Tero Kivelä, CC BY 2.5 <https://creativecommons.org/licenses/by/2.5>, via Wikimedia Commons
A recent study published in Genes & Cancer has uncovered a potential gain-of-function mutation in the RB1 gene, challenging Alfred Knudson’s long-standing two-hit hypothesis of retinoblastoma, which indicates that two mutational events are needed to inactivate the RB1 tumor suppressor gene. The discovery also suggests that certain RB1 mutations may actively contribute to tumor development, rather than simply leading to loss of tumor suppression.
In their study, researchers based at the Instituto de Física Universidad Autónoma de San Luis Potosí in Mexico analyzed three RB1 mutations found in retinoblastoma patients – pN328H, pD718N, and pR552*. They then generated mutant cell lines to investigate the mutations’ effects on cell proliferation, viability, and migration. While all three mutations disrupted RB protein localization and increased cell proliferation, the pR552* mutation stood out due to its aggressive growth behavior and ability to maintain a cancerous phenotype even in the presence of a normal RB1 allele.

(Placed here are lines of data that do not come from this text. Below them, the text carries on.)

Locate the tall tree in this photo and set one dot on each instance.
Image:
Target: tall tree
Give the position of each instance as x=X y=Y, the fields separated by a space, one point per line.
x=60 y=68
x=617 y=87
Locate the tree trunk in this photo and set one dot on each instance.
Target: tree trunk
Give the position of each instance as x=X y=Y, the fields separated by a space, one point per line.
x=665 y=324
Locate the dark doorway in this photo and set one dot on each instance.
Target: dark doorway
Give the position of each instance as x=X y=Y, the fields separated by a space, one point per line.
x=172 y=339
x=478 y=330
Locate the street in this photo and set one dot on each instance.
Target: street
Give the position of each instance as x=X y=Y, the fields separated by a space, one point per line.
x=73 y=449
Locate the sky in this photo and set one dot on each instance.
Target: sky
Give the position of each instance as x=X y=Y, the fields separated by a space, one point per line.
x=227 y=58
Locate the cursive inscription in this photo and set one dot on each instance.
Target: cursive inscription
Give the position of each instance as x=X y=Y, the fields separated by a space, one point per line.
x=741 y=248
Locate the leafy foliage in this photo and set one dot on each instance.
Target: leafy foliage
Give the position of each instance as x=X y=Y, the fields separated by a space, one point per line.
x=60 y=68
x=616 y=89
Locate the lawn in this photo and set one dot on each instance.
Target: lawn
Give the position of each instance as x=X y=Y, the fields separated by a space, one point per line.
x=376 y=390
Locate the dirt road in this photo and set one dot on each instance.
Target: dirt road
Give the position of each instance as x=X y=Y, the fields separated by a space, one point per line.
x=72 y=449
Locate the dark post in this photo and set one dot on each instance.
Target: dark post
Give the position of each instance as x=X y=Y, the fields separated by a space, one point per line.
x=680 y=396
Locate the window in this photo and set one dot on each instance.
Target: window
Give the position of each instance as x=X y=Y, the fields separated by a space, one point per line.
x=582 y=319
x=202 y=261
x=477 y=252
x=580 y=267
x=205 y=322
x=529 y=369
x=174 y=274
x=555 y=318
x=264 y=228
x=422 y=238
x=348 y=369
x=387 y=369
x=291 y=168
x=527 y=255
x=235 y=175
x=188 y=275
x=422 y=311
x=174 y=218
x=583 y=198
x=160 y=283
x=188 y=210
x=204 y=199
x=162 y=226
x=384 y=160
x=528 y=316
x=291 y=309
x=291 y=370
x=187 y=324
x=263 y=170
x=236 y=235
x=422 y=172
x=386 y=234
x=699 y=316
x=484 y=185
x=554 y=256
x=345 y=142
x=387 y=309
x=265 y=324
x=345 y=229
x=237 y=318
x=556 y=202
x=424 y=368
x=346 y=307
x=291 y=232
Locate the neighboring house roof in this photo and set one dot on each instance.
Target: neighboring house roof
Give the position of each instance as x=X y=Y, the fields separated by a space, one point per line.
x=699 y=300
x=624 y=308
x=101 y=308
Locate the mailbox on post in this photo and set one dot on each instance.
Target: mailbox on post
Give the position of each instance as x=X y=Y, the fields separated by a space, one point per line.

The researchers further identified a Mexican family in which the pR552* mutation was inherited across multiple generations, with 100 percent disease penetrance, reinforcing the idea that certain RB1 mutations may act as oncogenes rather than simple loss-of-function mutations.
Although the authors note that further studies are needed to confirm if other RB1 mutations exhibit similar gain-of-function properties, this discovery provides a new perspective on retinoblastoma genetics, potentially reshaping diagnostic and therapeutic approaches for this pediatric eye cancer.